Once clear of the mainline tracks, the crew can take its time spotting the cars for PDX-2. The two loaded hoppers that were already there, as well as today's hopper delivery, are all at the west end of this cut of cars - positioned perfectly for PDX-2 to pick them up and take them up the branch later. The remaining 4 cars (two tanks, two boxcars) will remain on Track 5 until PDX-2 comes back down off the branch and picks them up to continue west to Cedar Hill.

PDX-1's crew leaves the paperwork for these cars for PDX-2 (above) and, once the main is clear again, they run light (and quickly) back across the main tracks to pick up the rest of their train that's been sitting on Track 6 (the balloon track behind the station).

Once coupled up and the brakes are tested, it's time to continue east to Fort Yard, New London, and home.

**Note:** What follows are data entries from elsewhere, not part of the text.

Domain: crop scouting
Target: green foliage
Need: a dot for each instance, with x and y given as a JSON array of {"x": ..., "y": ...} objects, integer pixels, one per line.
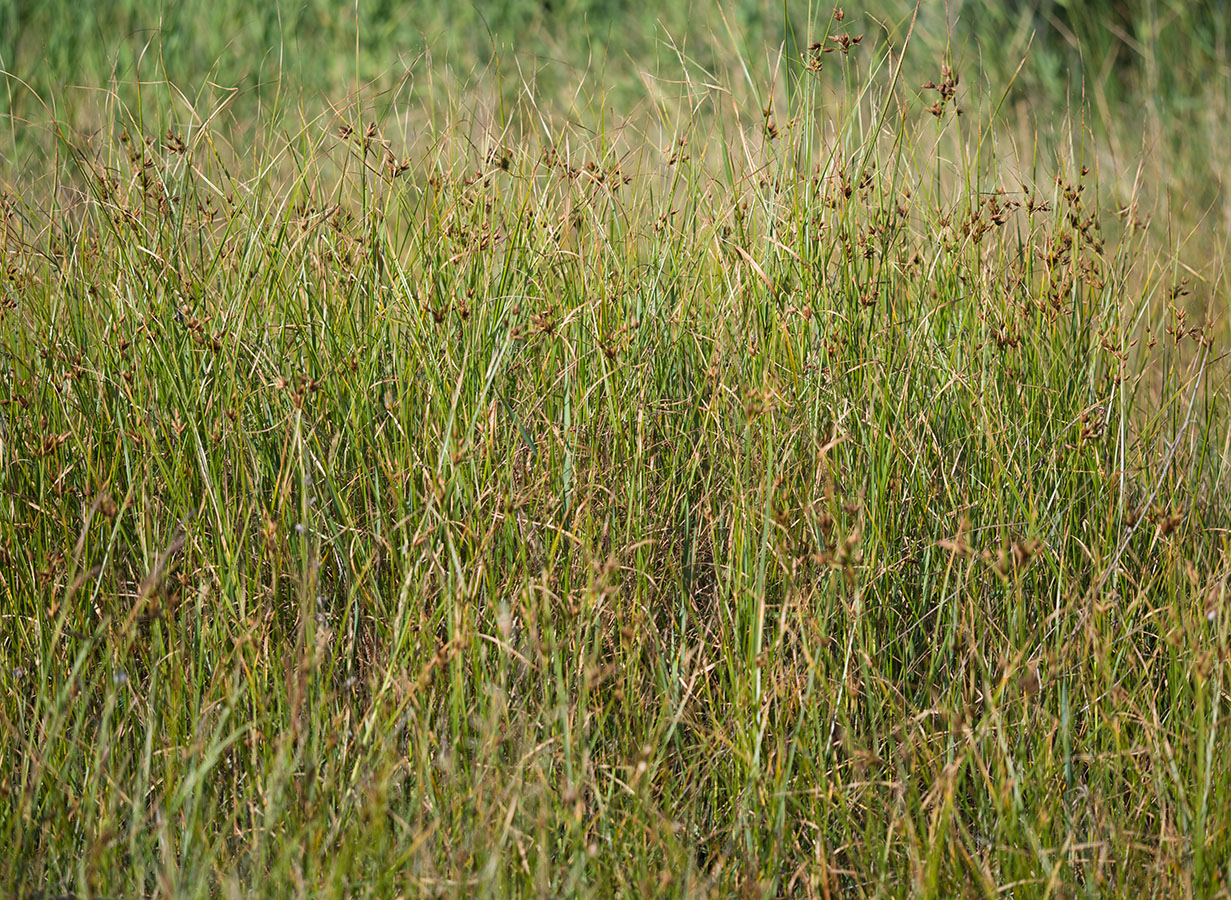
[{"x": 774, "y": 489}]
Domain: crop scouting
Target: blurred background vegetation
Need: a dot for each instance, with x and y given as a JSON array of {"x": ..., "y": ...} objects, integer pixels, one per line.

As you can see, there's only one actual town (Saybrook) for PDX-1 to switch on my layout - all the rest of the traffic (cars from towns west of Saybrook, and cars for towns east of Saybrook) is simulated by being included in the train, but those cars aren't actually switched. They just go from staging to staging.

But hopefully you can see how immersive even switching one town can be - especially when that one town also happens to be on a mainline that saw over 70 trains a day! There can be a lot of waiting for permission to foul the main - and then a lot of scurrying when that permission is finally granted and switches are thrown for you. And while we didn't see all that mainline traffic today, rest assured it's there during a formal session. And with a 4:1 fast clock, you've got to keep your wits about you - just like on the prototype.

Now that the eastbound local has left town, we need to check our watches and decide if we want to wait for the westbound local to appear, or head back up the Valley to catch up with the Airline Local - or maybe we'll even get a glimpse of the famed Valley Local!

Thankfully, the flathead '8 is purring nicely and ready for whenever we finally make a decision . . . Ah, the "problem" of having so many great trains to chase during the Autumn of 1948 . . .


  1. I felt completely immersed in that and it sounds like fun. Thanks for sharing.

    1. Glad you thought so Neil! Would be great to have you join in a session one of these days :^)

  2. Thanks for letting me ride along, I enjoyed the trip.

    1. Thanks Ken! That's exactly the sort of feeling I was trying to convey - glad you enjoyed it!

  3. So, I have to ask.....Operating by yourself, "playing" with all the paperwork....It was fun, wasn't it, Chris?
    I think I'm gonna fire up my industrial branch this weekend and switch some stuff.

    1. It absolutely was Ralph - and IS! Other than PDX-1 which is one-way, the other three locals are out-and-back turns, so if I just do 1/2 of the job at a time, I have SIX other mini sessions (well, five at this point since I already did the first 1/2 of the Airline local a few weeks ago). And that's all before I even do all the traffic on the Shore Line(!) I just really enjoy operations - and am glad to be able to do it on my own layout for a change. I just hope it doesn't prevent me from making more progress on scenery and such!